Weekly Trader's Outlook

July 1, 2022 Randy Frederick
Another bear-market rally; another fake-out.

Follow me on Twitter @RandyAFrederick. I'll tweet interesting observations about volatility, put/call ratios, technical signals, economics, option block trades and other unusual activity.

Weekly Market Review

Earnings Summary

The regular Q1 earnings season is over and Q2 earnings season will soon begin. However, since not all companies follow a regular calendar quarter, this week seven S&P 500 companies reported Q2 earnings and six of them beat consensus EPS expectations. A detailed earnings calendar can be found by logging into Schwab.com and selecting Research>Calendar>Earnings.

Overall, 16 (3%) of the companies in the S&P 500 have reported Q2 results. Now that Q1 is over, next week I'll begin reporting the aggregate beat rates relative to the final results from previous quarters.
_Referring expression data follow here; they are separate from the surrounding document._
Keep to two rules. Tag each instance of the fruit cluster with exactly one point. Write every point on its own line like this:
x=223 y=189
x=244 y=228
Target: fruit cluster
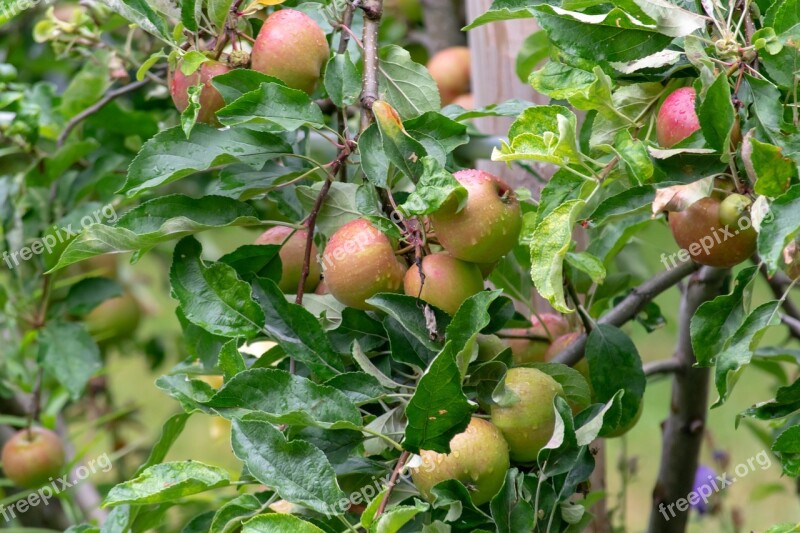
x=714 y=230
x=360 y=261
From a growth standpoint, Q2 earnings are expected to be +5% y/o/y versus Q2 of 2021. Q2 revenue is expected to be +10% y/o/y ve
Quarter EPS beats Rev beats
Q2 '22 0% 0%
Q1 '22 76% 66%
Q4 '21 76% 69%
Q3 '21 82% 68%
Q2 '21 86% 83%
Q1 '21 87% 72%
Q4 '20 78% 69%
Q3 '20 84% 74%
Q2 '20 85% 65%
Q1 '20 65% 59%
Average 81% 70%

From a growth standpoint, Q2 earnings are expected to be +4.3% y/o/y versus Q2 of 2021. Q2 revenue is expected to be +10.2% y/o/y versus Q2 of 2021. This compares to final growth rates of +7.8% and +13.1% respectively in Q1.

Economics Recap

Better (or higher) than expected

  • Durable Goods Orders for May: +0.7% vs. +0.3% est
  • Pending Home Sales for May: +0.7% vs. -3.5% est
  • Case-Shiller Home Price Index for Apr: +21.2% vs. +21.1% est

On Target

  • Personal Income for May: +0.5% vs. +0.5% est

Worse (or lower) than expected

  • Consumer Confidence for Jun: 98.7 vs. 100.0 est
  • GDP (Final) for Q1: -1.6% vs. -1.5% est
  • Initial (weekly) Jobless Claims: 231k vs. 230k est
  • Personal Spending for May: +0.2% vs. +0.4% est
  • Core PCE Prices for May: +0.3% vs. +0.4% est
  • Chicago PMI for Jun: 56.0 vs. 58.0 est
  • ISM Manufacturing PMI for Jun: 53.0 vs. 55.0 est
  • Construction Spending for May: -0.1% vs. +0.4% est

This was a relatively heavy week for economic data and the one report that caught my attention was the Fed's preferred inflation gauge. At +0.3%, the May Core PCE rose slightly less than expected. Additionally, after reaching a 39-year high in February, y/o/y Core PCE (shown below) has fallen for the third consecutive month. However, it still has a long way to go given that +4.7% is well above the Fed's +2.0% target.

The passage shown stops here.